MEXICO CITY (Reuters) - More than 100 oil workers and contractors hired by Mexico’s state oil monopoly Pemex have aided criminal gangs stealing millions of barrels of fuel over the past decade, a document obtained by Reuters shows.
The corrupt workers collaborate with crime gangs, some with links to powerful drug cartels, to hijack tanker trucks or siphon gas, crude oil and jet fuel out of tens of thousands of miles (kilometres) of pipelines snaking across Mexico.
Since 2001, 97 workers and seven contractors, usually truck drivers, have been linked to fuel thefts, Pemex told Reuters through a freedom-of-information request.
Some of those staff members have engineering skills and inside knowledge of the company.
Fuel theft has cost Pemex some $600 million (367.9 million pounds) since last year alone — a major headache for Mexico’s government, which relies on oil revenues for about a third of its budget.
The government is trying to address the problem and a new law moving through Congress would slap stiffer penalties on employees convicted of willingly collaborating on thefts. Those found guilty could face up to six years behind bars.
But the weakness of Mexico’s judicial system makes convicting criminals difficult. Only 15 sentences have been handed out from the more than 2,600 formal complaints Pemex filed for fuel thefts since 2000 through August of last year.
“The (Pemex employees) that look the other way are working with the bad guys. It’s an alliance,” said a former contractor for Pemex who worked with the company for 30 years.
“There are groups at every level and everyone knows about it,” he said, asking not to be identified because of his current position in a Mexican state government.
The crooked workers are just a tiny fraction of the nearly 150,000 employees that make the state oil behemoth one of the largest companies in the world and Pemex says the biggest culprits are organized crime syndicates, not insiders.
Pemex is suing several U.S. companies accused of buying stolen Mexican natural gas condensate, a gasoline-like by-product used in petrochemical plants.
A handful of U.S. executives pleaded guilty to the charges including Tim Brink, former CEO of Continental Fuels. In a final statement, Brink’s lawyer said Pemex officials hooked him up with the groups hijacking the condensate.
Drug smugglers use the fuel to power their cars and planes or sell it. Armed gangs menace pipeline inspectors and some have even kidnapped Pemex workers, with 17 victims since 2005.
While Pemex says it does not know the motives behind the assaults, criminals could be using brute force to intimidate workers into spilling privileged information.
With new, sophisticated monitoring systems including satellite tracking, closed-circuit cameras and gauges to measure pressure changes in the oil ducts, Pemex managed to slash fuel thefts by 66 percent between 2008 and 2010.
But the number of criminal pipeline taps jumped 55 percent in the same period as innovative thieves tried new techniques.

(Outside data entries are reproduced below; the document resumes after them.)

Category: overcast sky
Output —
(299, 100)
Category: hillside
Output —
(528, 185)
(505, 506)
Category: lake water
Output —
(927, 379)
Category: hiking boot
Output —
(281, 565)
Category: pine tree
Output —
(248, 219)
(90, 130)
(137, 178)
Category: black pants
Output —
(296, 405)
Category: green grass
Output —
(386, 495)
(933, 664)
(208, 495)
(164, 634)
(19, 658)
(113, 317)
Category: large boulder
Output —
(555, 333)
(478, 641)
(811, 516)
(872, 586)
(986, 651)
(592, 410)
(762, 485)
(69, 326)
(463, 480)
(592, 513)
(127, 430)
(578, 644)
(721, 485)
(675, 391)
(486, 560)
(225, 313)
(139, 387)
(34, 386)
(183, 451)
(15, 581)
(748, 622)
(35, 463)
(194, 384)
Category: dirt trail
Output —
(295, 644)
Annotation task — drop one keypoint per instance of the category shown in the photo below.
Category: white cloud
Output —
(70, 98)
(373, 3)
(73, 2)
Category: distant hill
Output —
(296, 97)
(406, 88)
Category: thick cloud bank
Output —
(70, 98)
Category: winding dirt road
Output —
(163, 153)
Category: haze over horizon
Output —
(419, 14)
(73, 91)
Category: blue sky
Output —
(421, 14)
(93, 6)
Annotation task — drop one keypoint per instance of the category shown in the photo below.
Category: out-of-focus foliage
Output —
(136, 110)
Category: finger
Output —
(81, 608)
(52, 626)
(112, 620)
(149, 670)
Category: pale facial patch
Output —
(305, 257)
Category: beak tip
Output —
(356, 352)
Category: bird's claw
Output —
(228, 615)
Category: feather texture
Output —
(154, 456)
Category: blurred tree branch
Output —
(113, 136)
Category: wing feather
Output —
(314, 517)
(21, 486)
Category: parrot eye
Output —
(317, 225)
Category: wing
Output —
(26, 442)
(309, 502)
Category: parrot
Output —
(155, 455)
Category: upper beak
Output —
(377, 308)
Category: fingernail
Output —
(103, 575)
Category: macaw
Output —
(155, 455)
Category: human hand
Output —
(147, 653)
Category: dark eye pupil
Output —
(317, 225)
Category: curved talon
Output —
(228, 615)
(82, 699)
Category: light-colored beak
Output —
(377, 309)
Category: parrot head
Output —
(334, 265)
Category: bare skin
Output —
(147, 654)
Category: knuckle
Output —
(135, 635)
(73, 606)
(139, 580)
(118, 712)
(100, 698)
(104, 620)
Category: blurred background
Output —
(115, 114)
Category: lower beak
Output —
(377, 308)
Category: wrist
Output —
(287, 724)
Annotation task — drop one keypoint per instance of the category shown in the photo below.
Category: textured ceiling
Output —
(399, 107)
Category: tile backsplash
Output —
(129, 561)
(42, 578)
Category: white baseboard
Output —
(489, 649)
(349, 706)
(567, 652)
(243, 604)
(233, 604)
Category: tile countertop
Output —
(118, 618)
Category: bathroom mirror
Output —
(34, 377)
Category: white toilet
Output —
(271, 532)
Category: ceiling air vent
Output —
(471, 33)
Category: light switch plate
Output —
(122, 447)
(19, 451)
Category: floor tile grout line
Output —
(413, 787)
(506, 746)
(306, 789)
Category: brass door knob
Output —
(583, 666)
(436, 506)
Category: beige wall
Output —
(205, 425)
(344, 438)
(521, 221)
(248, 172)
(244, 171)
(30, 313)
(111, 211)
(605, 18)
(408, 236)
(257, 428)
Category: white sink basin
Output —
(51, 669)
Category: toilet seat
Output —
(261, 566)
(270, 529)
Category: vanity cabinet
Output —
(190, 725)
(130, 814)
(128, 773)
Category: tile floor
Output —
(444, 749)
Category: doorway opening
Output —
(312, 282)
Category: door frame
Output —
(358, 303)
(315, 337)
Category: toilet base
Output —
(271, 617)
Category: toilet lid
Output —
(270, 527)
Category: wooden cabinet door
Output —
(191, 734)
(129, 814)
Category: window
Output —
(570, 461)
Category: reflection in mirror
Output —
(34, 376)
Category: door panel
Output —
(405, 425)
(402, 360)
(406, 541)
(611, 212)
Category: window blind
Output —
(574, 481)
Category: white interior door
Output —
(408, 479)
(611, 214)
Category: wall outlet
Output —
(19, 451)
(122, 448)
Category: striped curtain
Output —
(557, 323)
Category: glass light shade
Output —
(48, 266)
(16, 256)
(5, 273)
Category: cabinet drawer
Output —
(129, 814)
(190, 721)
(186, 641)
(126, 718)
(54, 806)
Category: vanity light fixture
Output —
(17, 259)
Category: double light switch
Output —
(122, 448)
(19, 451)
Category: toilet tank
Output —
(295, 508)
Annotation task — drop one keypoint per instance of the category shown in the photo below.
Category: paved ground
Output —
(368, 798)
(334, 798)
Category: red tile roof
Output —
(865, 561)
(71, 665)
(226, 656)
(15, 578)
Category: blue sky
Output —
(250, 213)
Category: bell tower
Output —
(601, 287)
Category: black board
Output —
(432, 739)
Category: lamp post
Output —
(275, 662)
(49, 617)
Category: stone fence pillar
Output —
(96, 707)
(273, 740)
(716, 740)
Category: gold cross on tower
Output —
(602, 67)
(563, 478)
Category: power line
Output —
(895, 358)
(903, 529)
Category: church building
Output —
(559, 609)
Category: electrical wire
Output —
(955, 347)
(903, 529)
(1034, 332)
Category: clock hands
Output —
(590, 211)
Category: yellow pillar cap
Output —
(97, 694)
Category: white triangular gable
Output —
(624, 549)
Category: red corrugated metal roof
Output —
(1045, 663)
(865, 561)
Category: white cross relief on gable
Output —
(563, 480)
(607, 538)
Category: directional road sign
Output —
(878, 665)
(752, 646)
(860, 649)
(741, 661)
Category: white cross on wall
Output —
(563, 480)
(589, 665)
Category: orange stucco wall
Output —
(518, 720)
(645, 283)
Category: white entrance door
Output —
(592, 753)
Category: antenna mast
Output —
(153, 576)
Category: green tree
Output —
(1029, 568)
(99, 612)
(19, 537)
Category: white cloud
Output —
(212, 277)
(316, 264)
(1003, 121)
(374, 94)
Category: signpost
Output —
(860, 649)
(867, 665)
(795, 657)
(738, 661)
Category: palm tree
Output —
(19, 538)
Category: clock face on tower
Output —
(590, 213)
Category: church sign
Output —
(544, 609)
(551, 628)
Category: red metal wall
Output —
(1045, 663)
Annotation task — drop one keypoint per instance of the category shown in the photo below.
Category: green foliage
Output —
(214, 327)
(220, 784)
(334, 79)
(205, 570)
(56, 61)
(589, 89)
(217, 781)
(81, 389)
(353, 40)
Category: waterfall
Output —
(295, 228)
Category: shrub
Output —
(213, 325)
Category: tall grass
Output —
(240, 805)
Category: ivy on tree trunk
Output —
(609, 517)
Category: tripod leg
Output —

“We often find illegal taps where there is one hose stealing the fuel and another hose injecting water at the same time so that the pressure variations are minimized,” Pemex CEO Juan Jose Suarez Coppel said last month.
Illegal pipes known as “hot taps” are sometimes welded to pipelines actively pumping gas and can cause massive explosions if not connected with expertise.
In December last year, oil spilling from a breached pipeline burst into a fireball that killed 28 people and destroyed homes and cars in the small town of San Martin Texmelucan east of Mexico City.
“Most people who know how to do this are in Pemex or are former Pemex employees because it’s a high-tech operation. A guy off the street or your run-of-the-mill narco isn’t going to know,” Houston-based energy analyst George Baker said.
But not all the taps are top quality and some cruder varieties could be set up by an ordinary plumber, said Juan Bueno Torio, a senator from the oil-producing state of Veracruz on Mexico’s Gulf.
Pemex sources asked about the 104 employees and contractors involved in thefts could not say how many had been prosecuted, but said a telephone hotline set up to place anonymous tips was helping authorities react more quickly.
“The company is getting more and more sophisticated detecting the thefts,” Bueno Torio said. “But then the rats are always looking for new tricks.”